Number of times the query terms are in the document relative to the length of the document
This number is a “density” measure which can be a very useful weighting. It is generally better to have 25 hits on the query terms in a 5 page document than 10 hits on the query terms in a 200 page document.
Word order and proximity of the query terms in the document
To our knowledge, Northern Light is the only search solution that considers word order and proximity heavily in relevance ranking. Other search engines probably don’t do this because you have to have a proximity index and a phrase index to make it work, and both of these requirements can place a heavy burden on the query processing time. By contrast, the Northern Light Search Engine features a proprietary method of considering word order and proximity in relevance ranking in a way that makes no user- perceivable impact on query response time. It turns out that this capability is a really big advantage for Northern Light in producing superior search results.
Search terms in the document metadata
The Northern Light business search engine recognizes the importance of metadata and boosts documents with search-term hits in metadata such as document titles. This boost takes place even if the search terms as entered by the user did not explicitly include a title metadata search.
Inverse document frequency of the search terms
The inverse document frequency (IDF) of the search terms measures how rare each search term is in the database as a whole and rewards documents that are relatively richer in the relatively rarer search terms. The rare words are better discriminators for relevance ranking purposes.
All things being equal, the Northern Light business search engine ranks more recent documents higher than older documents. In the default setting, this factor is weak and may have little impact because date sort and date-range select are both supported and usually preferable options for using dates. However, the impact of date boost can be turned up for clients who want to bias the results to more recent documents.

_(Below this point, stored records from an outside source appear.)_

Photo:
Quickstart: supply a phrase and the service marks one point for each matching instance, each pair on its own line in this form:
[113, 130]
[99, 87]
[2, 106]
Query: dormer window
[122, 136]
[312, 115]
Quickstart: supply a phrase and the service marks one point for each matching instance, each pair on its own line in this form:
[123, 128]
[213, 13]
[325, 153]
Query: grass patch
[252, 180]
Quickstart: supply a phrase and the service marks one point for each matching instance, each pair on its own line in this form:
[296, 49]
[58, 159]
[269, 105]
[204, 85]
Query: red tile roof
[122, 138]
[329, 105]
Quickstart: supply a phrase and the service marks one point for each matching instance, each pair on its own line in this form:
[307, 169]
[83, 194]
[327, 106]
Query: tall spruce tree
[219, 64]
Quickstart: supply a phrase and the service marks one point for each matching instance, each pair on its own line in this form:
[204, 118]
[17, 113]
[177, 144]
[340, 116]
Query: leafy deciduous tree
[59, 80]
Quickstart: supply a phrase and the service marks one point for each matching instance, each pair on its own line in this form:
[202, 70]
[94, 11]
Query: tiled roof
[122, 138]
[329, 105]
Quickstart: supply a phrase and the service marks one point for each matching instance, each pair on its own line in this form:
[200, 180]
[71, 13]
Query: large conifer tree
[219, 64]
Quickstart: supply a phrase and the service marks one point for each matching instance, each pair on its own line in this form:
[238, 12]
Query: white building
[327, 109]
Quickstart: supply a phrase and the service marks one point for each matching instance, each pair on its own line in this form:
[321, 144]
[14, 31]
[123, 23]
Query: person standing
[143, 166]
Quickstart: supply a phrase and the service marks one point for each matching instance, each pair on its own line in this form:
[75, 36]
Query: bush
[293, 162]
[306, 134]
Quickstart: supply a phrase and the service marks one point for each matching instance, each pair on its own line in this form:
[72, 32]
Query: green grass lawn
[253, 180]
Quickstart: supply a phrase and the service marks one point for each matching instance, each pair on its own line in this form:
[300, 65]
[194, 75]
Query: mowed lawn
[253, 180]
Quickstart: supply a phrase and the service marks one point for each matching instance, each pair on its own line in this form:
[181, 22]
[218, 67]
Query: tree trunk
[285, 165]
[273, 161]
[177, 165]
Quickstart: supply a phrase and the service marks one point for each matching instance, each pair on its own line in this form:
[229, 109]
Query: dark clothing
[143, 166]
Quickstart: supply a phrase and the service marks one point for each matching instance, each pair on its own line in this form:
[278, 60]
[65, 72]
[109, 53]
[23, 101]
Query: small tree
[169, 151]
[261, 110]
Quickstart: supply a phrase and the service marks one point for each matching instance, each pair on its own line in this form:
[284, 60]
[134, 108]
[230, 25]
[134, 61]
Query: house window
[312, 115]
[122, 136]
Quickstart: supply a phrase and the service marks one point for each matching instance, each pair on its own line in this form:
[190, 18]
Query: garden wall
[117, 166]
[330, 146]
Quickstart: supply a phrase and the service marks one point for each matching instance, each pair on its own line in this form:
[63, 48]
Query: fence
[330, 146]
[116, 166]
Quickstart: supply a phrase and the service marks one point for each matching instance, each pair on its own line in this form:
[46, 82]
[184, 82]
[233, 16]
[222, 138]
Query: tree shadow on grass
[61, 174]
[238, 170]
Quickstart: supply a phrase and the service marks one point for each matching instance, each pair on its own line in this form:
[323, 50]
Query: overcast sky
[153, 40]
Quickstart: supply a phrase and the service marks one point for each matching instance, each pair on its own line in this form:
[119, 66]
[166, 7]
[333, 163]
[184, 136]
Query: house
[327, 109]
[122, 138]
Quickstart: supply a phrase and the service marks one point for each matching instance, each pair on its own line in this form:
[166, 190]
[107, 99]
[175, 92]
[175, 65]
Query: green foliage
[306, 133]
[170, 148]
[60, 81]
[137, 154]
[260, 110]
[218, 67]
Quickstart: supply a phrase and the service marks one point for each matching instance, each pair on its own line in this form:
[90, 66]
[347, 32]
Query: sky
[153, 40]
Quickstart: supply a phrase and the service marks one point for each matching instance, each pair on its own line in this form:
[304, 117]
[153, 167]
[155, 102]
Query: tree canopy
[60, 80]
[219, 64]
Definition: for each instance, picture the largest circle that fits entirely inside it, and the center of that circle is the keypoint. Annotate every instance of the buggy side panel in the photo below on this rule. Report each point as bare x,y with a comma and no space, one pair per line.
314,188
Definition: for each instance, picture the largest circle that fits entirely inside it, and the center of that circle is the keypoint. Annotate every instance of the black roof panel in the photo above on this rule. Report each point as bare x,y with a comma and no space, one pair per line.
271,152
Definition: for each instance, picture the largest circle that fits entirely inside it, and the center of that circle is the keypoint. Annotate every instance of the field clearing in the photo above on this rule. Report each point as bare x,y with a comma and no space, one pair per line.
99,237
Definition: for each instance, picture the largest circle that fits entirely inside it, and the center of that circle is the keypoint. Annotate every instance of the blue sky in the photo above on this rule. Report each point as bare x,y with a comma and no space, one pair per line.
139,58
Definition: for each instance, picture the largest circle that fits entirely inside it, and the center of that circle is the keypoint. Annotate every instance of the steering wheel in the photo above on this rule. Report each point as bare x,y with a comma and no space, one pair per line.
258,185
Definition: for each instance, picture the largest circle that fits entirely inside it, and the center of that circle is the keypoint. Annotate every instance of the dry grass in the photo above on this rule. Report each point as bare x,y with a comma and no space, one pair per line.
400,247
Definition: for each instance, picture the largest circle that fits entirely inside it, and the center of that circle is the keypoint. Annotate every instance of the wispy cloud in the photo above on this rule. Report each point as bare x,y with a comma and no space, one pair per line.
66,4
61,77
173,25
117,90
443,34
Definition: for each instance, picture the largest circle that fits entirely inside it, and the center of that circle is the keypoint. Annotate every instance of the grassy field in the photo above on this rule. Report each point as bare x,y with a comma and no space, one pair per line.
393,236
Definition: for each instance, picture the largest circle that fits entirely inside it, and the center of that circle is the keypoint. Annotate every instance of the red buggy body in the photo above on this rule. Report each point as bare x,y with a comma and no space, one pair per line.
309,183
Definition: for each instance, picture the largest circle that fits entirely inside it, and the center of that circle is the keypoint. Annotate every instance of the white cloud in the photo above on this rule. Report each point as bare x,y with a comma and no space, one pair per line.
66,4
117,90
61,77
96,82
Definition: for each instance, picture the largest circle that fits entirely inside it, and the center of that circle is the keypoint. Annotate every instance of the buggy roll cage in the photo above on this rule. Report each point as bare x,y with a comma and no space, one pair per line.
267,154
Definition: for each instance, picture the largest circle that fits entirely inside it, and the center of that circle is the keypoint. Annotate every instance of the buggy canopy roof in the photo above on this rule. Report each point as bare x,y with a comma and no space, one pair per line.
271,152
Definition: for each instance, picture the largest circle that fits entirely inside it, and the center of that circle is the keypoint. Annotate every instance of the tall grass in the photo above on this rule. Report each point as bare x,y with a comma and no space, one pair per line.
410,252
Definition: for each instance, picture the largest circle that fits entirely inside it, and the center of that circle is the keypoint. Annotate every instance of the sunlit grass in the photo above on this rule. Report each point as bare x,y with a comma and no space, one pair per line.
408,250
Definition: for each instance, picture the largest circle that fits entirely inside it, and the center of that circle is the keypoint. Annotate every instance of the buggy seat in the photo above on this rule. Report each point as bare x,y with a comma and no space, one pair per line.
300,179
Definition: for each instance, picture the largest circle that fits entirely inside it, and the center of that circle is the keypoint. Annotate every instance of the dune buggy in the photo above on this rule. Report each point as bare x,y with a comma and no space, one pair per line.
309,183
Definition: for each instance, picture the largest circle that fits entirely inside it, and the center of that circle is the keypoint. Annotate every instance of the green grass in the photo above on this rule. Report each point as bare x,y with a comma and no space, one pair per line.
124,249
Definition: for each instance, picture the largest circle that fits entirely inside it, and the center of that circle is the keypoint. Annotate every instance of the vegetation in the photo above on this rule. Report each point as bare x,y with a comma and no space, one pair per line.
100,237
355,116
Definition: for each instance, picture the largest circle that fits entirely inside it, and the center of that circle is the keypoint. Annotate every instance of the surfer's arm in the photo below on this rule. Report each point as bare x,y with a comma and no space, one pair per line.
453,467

Northern Light’s search engine easily scales to enterprise class applications. For example, our largest client has 70,000 users on their SinglePoint application and sends us 500,000 user search queries per month. We handle the entire load on just one enterprise server that is “on vacation” from a utilization viewpoint.
All of these factors go into Northern Light’s ability to create search results of extraordinary quality and utility for market intelligence efforts. Clients who have compared Northern Light’s search results with commercially available enterprise search engines have, over and over, reported easily observable and significantly better quality of Northern Light’s results for market research use in gathering competitive intelligence and performing market strategy analysis.
These search results are then “read” by Northern Light’s market intelligence tool, MI Analyst text analytics engine, for automated meaning extraction and concept identification – a capability that further refines and strengthens the search engine’s primary functions.